March 28, 2026
Tape the hype
Paper Tape Is All You Need – Training a Transformer on a 1976 Minicomputer
Internet loses it over AI on a ’70s machine—nostalgia, shade, and trackpoint worship
TLDR: A programmer trained a simple AI on a 1970s PDP-11 to reverse digits, proving clever tuning can beat brute-force hardware. Commenters debated whether modern AI needs massive compute, joked about trackpoints, and dropped “Turing Machine” one‑liners—turning retro nostalgia into a sharp reality check on today’s AI hype.

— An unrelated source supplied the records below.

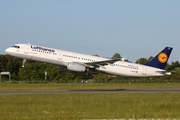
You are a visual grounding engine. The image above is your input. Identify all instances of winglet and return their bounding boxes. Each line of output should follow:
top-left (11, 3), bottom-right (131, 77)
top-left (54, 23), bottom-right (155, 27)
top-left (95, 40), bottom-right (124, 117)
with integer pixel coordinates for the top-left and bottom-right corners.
top-left (145, 47), bottom-right (173, 69)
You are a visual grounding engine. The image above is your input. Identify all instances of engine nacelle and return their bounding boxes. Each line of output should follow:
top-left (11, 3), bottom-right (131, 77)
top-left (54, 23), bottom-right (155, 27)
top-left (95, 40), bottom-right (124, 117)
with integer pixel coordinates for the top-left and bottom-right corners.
top-left (67, 62), bottom-right (86, 72)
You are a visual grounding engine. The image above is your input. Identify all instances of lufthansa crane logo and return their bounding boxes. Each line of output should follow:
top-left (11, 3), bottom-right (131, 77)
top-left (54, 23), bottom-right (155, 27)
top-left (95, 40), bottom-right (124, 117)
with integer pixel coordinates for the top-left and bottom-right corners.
top-left (158, 52), bottom-right (168, 63)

A programmer just trained a tiny Transformer (an AI that learns patterns) on a 1976 PDP-11 minicomputer to reverse digits—and the comment section lit up like a retro arcade. One camp is screaming, “So do we really need all that modern mega-compute?” with one poster asking, “exactly how true?” while another snarked that the real flex is simply having a PDP-11 running in 2026. The project uses hand-tuned settings instead of fancy modern optimizers and fits in the kind of memory your smartwatch would laugh at. Cue debates about whether this is genius perspective or just a clever party trick.

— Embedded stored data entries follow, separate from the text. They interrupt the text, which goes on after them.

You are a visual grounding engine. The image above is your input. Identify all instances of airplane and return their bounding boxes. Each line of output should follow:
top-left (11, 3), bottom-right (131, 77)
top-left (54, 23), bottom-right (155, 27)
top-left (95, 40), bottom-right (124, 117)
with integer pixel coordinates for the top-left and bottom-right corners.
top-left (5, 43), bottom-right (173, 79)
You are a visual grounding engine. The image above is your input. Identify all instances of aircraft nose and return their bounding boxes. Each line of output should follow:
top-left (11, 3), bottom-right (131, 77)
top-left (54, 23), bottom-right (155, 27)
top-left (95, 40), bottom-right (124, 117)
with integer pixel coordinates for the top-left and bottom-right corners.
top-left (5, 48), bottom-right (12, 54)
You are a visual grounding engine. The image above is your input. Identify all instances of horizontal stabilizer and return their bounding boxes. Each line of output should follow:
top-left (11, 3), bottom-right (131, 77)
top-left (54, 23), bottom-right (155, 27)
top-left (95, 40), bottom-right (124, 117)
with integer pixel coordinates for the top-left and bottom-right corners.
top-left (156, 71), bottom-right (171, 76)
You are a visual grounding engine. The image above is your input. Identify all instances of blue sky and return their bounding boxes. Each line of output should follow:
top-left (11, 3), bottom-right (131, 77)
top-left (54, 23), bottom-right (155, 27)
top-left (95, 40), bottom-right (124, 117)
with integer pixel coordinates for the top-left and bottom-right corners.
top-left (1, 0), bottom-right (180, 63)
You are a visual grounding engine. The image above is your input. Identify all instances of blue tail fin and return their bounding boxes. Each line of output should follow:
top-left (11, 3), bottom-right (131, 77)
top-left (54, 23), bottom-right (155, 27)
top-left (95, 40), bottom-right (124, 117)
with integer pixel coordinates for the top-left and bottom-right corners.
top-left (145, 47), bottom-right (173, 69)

The nostalgia wave was strong: people fawned over the author’s 20-year-old “modern” laptop with a beloved concave trackpoint, turning the thread into a surprise keyboard cult rally. Meanwhile, a zinger stole the show: “So, really, a Turing Machine is all you need?” which had the crowd riffing on minimalism and the old-school roots of computing. The author jumped in, all chill and helpful, offering to field questions about fixed-point math and hardware quirks, winning points for transparency.
Is this going to replace your phone’s AI? No. But as a time-traveling thought experiment, it’s pure gold—and yes, Tensor2Tensor fans chimed in to note the reversal task is a legit benchmark. Retro meets reality, and the comments did not disappoint.
Key Points
- •ATTN/11 implements a single-layer, single-head transformer in PDP-11 assembly to reverse 8-digit sequences.
- •The encoder-only architecture uses embeddings, self-attention with residual, output projection, and softmax; no layer norm, FFN, or decoder.
- •Model size: d_model=16, vocab=10 (digits), sequence length=8, totaling 1,216 parameters.
- •Initial Fortran IV training with uniform LR took ~1,500 steps (≈6.5 hours on hardware); per-layer LRs cut this to ~600 steps (~2.5 hours) with SGD.
- •Bare-metal assembly and fixed-point NN11 enable fitting in 32KB (vs 64KB) and a compact 6,179-byte binary; Adam was avoided due to memory/compute costs.